The covidWeekly R package is a utility package that takes the state-level data from covidtracking.com, makes various manipulations to the data, and aggregates the daily data into intervals of user-defined length. The only function a user will likely need to use is the main wrapper function, get_state_dat(). The function currently takes arguments absent_negs, which controls what to do with rows that are missing negative counts, agg_interval, which controls the length of the aggregation "chunks" into which we collect the data, and t0 which defines the start date of the first aggregation interval.
This package may be installed directly from GitHub using the devtools package:
library(devtools)
install_github("klumbard/covidWeekly")
library(covidWeekly)
weekly_dat <- get_state_dat(agg_interval = 7, t0 = "2020-03-15")
The important features of our data manipulations to know are as follows:
1. When data were first being collected, some states only reported positive case counts and not negatives. In some cases, on the day when that state started reporting negatives, the negative count for that day is very large, which leads us to believe that that number actually includes the negative tests from the previous days on which they were unreported. But this doesn't seem to always be the case. Because of the ambiguity, we provide two options for dealing with absent negatives: removing (default) and collapsing. If they are removed with the argument absent_negs = "remove", all rows in which no negative count is reported are removed. Because we don't know whether the first day on which negatives are reported in a given state also contains a "catchup" count which includes counts from the previous days, we don't consider the data reliable on this day and thus we remove this row as well. If the argument absent_negs = "collapse" is insteads chosen, over these periods of missing negatives, we sum up the number of positive cases and add it to the positive count on the next date at which full data were reported.

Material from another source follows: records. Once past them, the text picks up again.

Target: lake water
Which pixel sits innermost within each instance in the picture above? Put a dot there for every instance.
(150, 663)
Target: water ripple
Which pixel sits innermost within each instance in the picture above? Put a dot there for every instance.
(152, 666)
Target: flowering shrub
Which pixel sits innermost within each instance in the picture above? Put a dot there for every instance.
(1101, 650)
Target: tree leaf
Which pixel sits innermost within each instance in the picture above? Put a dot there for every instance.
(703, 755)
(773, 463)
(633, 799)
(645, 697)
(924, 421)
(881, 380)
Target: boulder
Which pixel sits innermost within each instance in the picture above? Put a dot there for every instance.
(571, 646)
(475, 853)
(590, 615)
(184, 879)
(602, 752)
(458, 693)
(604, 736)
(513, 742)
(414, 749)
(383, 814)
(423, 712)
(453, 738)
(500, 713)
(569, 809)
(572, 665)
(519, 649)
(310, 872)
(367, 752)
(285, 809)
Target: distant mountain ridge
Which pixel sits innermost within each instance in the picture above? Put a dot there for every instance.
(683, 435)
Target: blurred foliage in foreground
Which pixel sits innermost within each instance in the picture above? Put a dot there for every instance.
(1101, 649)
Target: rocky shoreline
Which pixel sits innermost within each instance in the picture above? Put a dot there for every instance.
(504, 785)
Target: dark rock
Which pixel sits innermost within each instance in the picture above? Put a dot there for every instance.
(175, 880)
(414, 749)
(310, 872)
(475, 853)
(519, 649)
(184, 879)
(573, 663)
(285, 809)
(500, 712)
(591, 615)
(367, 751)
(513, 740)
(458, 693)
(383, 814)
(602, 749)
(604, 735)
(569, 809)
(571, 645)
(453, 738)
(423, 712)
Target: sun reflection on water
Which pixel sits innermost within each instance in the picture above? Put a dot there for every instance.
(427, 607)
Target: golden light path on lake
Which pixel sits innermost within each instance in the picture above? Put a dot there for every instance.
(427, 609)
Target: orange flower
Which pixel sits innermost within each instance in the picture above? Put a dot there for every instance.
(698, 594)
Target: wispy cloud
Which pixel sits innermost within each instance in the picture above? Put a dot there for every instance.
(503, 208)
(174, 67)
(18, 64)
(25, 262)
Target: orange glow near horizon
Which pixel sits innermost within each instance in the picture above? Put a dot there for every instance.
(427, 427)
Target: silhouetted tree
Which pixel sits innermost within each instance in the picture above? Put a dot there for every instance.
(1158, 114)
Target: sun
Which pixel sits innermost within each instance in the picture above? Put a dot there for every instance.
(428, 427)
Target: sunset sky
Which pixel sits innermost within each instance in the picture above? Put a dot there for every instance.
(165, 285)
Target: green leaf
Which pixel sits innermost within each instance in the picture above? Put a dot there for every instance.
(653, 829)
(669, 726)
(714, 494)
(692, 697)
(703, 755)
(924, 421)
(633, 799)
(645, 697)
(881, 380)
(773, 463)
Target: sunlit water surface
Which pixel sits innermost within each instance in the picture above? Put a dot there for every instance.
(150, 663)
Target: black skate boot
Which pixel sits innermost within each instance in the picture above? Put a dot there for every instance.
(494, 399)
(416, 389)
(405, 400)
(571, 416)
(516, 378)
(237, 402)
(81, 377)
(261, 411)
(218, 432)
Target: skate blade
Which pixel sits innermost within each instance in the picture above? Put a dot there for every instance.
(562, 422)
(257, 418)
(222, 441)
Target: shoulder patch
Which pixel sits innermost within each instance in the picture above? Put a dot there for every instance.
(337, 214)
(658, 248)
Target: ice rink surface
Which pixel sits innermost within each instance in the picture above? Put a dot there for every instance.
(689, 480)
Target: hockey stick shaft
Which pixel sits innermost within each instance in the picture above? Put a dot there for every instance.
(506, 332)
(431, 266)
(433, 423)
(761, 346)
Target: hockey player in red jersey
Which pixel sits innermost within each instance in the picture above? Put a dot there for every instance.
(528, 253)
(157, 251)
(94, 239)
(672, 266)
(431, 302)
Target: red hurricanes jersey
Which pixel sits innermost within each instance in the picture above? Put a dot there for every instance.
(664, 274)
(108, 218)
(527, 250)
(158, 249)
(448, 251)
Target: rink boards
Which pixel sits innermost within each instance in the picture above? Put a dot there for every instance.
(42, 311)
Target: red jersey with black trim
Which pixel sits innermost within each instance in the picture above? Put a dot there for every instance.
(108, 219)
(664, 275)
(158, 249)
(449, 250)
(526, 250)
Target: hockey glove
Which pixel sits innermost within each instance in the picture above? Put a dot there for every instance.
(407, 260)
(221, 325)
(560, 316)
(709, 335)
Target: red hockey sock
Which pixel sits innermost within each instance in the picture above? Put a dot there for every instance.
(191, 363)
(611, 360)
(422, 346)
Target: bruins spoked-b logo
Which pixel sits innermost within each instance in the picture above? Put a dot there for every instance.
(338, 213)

Time is measured in terms of "epidemiological weeks". For each state, we include a row in which t0 == 1 (time zero) which indicates the user-defined start date of the first aggregation interval.
Aggregation is done in chunks of length agg_interval, starting counting from t0. For example, if a user specified the argument agg_interval = 3, and t0 = "2020-03-15", "chunk" 1 would consist of data from 1 March, 2 March, and 3 March. "Chunk" 2 would consist of data from 4 March, 5 March, 6 March, etc. These are the "chunks"" that are then summed over to get the aggregated results that are returned to the user. The epiweek column and endPt column both repreasent the right endpoint of the aggregation interval for that row; epiweek in fractional epidemiological weeks, and endPt raw date values.
For now, we are removing data from American Samoa (AS), the Northern Mariana Islands (MR), the Virgin Islands (VI), and Guam (GU) because their data are too sparse to be usable.